Beim Bundesligaclub sind sie voll des Lobes für den Praktikanten. Pressesprecher Jacob bezeichnet Zapel als „sehr angenehmen Zeitgenossen“, der sich sofort gut eingelebt habe. Der Cheftrainer, von dem Zapel in Hannover am meisten lernen soll, setzt noch einen drauf: „Mit den nahezu täglichen Fahrten von Hamburg nach Hannover und zurück betreibt er einen hohen Aufwand, zumal er ja auch noch seine Mannschaft abends trainiert. Aber gerade das dokumentiert auch seine Einstellung. Olli hat sich vom ersten Tag seines Praktikums an bei uns hervorragend integriert“, so Michael Frontzeck. „Dass man mit mir hier so umgeht, hat mich wirklich positiv überrascht“, sagt Zapel, der vom Zeugwart regelmäßig mit seiner Lieblings-Süßigkeit, Haribo-Colorados, ausgestattet wird. „Rund um die Mannschaft ist eine sehr gute Stimmung, trotz der sportlichen Situation.“

Die intensive Ausbildungs-Zeit wird auch zur Belastungsprobe für die Familie

Die Zeit, in der sich der Noch-Amateur-Trainer für eine Karriere im Fußballbereich aufstellt, ist auch eine Belastungsprobe für die Familie Zapel, wie der angehende Fußballlehrer auf der Rückfahrt aus Hannover erzählt. Gerade während der Wochen, in denen er in Hennef weilt, steht er für seinen Sohn Lennox, 7, kaum zur Verfügung und sieht auch seine Ehefrau Mirka selten. „Man denkt immer, man kriegt das alles irgendwie unter einen Hut, aber diese zehneinhalb Monate sind wirklich nicht zu unterschätzen“, sagt Zapel, der ein „latentes Gefühl von Angespanntheit“ in sich trägt. Zeit in Eichede einzusparen, komme für ihn nicht infrage. „Ich will mir auf keinen Fall nachsagen lassen, irgendetwas zu vernachlässigen“, sagt er. Videos für die Spielanalysen schneidet er vor seinen Reisen nach Hennef in der Wartehalle des Flughafens. Nebenbei kümmert er sich noch um die Aufgaben, mit denen er sein Geld verdient – Zapel ist an Start-ups beteiligt. Meistens arbeitet er dafür frühmorgens und spätabends sowie in jeder kurzen Fußball-Pause.
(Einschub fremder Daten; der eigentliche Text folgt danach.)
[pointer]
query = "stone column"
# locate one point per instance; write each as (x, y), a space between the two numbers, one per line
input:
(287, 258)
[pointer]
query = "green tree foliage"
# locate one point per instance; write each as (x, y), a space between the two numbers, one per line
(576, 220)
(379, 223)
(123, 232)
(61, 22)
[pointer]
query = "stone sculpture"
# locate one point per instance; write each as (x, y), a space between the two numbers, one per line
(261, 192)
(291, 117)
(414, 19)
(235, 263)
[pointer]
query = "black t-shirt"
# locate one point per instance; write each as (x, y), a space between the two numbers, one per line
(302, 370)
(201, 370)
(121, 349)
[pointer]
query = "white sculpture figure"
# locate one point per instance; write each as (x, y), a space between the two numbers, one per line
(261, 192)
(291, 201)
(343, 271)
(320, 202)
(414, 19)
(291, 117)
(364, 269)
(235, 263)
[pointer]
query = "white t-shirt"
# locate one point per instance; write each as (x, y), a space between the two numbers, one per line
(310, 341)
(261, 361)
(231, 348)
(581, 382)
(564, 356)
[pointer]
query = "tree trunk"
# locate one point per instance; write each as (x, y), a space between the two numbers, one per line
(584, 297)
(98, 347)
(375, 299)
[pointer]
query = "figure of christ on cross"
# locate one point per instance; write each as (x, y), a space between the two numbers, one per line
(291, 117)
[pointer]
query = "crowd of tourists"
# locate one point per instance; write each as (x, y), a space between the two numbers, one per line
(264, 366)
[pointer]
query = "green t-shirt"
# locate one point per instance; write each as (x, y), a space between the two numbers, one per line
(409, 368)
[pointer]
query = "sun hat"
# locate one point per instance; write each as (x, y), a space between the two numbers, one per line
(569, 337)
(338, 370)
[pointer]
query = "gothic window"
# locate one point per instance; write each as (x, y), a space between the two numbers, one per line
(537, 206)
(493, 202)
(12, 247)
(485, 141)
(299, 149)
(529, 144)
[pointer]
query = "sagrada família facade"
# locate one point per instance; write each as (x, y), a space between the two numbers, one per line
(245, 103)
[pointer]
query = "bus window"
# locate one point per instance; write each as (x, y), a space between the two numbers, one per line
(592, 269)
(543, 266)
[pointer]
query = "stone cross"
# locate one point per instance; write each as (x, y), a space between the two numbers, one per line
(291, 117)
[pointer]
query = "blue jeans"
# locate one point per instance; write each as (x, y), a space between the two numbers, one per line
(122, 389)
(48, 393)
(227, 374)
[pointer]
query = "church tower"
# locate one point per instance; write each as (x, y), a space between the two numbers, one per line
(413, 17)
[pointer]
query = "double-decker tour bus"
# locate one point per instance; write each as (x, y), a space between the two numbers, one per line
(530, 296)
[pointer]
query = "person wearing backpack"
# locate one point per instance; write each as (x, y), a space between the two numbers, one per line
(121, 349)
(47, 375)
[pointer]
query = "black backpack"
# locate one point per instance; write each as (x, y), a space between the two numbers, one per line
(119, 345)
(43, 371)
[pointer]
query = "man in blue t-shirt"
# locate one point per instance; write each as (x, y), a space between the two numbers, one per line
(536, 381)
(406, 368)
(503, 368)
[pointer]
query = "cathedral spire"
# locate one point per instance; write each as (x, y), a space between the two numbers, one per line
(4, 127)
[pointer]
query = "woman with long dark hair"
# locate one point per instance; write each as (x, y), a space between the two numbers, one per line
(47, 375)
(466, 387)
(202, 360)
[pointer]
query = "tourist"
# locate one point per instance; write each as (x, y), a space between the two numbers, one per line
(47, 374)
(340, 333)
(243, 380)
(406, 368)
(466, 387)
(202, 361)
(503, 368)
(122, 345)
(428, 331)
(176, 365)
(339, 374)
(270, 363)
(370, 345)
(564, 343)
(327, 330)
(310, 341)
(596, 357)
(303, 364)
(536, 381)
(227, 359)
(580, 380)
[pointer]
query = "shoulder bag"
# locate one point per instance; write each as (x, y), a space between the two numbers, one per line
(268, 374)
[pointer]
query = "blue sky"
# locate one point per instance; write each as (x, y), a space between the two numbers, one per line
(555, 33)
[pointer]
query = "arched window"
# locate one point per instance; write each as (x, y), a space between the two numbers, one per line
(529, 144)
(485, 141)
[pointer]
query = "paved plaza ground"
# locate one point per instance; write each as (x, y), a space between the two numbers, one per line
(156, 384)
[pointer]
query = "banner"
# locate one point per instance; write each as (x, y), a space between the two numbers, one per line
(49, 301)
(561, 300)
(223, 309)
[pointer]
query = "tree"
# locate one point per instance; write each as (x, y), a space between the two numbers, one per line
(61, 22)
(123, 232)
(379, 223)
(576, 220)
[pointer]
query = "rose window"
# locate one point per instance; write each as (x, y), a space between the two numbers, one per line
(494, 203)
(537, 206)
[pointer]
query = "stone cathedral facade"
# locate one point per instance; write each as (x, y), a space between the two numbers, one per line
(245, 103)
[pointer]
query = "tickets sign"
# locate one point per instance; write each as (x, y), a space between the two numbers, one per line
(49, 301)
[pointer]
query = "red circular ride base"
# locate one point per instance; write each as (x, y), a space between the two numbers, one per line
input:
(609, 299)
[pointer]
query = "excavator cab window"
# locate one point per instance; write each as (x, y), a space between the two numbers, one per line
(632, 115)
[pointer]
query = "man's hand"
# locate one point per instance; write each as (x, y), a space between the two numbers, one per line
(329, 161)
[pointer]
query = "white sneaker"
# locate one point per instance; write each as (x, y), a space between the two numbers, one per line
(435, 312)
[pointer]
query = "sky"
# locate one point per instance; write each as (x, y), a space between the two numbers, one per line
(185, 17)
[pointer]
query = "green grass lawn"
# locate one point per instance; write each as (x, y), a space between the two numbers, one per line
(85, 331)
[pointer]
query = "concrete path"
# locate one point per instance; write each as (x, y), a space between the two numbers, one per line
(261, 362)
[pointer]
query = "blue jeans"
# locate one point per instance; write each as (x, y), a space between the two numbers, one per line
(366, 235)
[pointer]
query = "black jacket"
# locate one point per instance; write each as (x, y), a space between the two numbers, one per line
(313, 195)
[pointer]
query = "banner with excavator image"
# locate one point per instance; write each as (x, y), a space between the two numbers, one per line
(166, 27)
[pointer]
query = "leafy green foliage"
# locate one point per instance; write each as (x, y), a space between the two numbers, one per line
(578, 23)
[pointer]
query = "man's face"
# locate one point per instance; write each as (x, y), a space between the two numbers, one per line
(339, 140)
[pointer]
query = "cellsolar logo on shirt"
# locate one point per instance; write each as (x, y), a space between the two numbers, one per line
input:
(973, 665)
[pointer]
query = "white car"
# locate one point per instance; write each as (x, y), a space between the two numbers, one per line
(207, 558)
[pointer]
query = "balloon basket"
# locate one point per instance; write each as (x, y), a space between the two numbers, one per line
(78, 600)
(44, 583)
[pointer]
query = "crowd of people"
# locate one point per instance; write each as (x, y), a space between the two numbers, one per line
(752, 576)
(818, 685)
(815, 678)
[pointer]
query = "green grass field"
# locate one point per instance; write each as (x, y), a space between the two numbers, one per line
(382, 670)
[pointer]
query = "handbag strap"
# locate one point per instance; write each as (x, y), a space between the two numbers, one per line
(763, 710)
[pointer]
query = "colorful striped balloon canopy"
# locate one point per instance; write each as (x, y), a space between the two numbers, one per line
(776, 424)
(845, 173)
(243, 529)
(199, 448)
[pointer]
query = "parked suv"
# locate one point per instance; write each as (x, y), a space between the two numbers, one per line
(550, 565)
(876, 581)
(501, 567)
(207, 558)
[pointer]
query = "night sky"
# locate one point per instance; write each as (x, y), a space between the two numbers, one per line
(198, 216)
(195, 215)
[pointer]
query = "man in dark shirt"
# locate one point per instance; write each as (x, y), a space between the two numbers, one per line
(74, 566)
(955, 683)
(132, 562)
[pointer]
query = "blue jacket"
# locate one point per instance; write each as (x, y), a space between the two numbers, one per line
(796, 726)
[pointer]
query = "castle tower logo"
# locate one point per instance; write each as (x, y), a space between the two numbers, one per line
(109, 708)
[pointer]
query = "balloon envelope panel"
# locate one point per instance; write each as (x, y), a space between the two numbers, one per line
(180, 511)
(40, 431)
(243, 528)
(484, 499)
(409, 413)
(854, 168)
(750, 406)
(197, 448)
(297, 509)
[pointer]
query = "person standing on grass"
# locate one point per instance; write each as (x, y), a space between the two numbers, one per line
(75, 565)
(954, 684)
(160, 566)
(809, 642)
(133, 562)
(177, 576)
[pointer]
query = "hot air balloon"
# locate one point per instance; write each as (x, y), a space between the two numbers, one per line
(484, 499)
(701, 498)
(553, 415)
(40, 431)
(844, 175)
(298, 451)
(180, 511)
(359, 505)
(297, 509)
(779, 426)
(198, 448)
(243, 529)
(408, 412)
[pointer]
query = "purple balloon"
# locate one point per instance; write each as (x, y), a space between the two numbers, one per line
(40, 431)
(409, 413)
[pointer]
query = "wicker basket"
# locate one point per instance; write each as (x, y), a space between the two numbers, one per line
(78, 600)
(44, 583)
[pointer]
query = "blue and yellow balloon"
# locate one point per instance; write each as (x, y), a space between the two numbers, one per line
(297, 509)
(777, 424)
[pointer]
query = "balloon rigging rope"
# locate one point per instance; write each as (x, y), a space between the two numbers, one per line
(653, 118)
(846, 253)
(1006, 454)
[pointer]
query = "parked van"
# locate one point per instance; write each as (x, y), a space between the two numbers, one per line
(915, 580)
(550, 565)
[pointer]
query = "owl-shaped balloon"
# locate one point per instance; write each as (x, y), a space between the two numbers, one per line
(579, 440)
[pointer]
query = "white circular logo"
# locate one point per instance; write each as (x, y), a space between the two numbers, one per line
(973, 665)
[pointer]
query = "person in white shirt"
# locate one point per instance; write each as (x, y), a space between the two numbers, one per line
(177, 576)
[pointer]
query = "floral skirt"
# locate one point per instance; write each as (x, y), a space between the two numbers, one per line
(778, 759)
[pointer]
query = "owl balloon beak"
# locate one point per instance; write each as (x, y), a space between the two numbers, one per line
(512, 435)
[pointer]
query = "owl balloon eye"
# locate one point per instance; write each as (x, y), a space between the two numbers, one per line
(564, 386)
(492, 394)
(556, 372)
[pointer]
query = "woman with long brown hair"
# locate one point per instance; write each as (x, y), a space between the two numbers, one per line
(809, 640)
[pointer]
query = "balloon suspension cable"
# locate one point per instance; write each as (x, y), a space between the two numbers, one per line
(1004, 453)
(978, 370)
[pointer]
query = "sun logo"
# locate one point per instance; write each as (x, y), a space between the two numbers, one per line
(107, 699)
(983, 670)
Zu seinem eigenen Training beim SV Eichede kommt Oliver Zapel heute zu spät. Ein Stau auf der A 1 bei Barsbüttel hält ihn auf. Dann steht er schließlich doch auf dem regennassen Rasen in Eichede und bereitet seine Mannschaft auf den Sonntag vor. Während Hannover 96 vor 50.000 Zuschauern beim 1. FC Köln antritt, ist für Zapel dann wieder Fünftliga-Alltag angesagt – mit dem Auswärtsspiel in einem 700-Einwohner-Dorf beim Tabellenletzten FC Reher/Puls.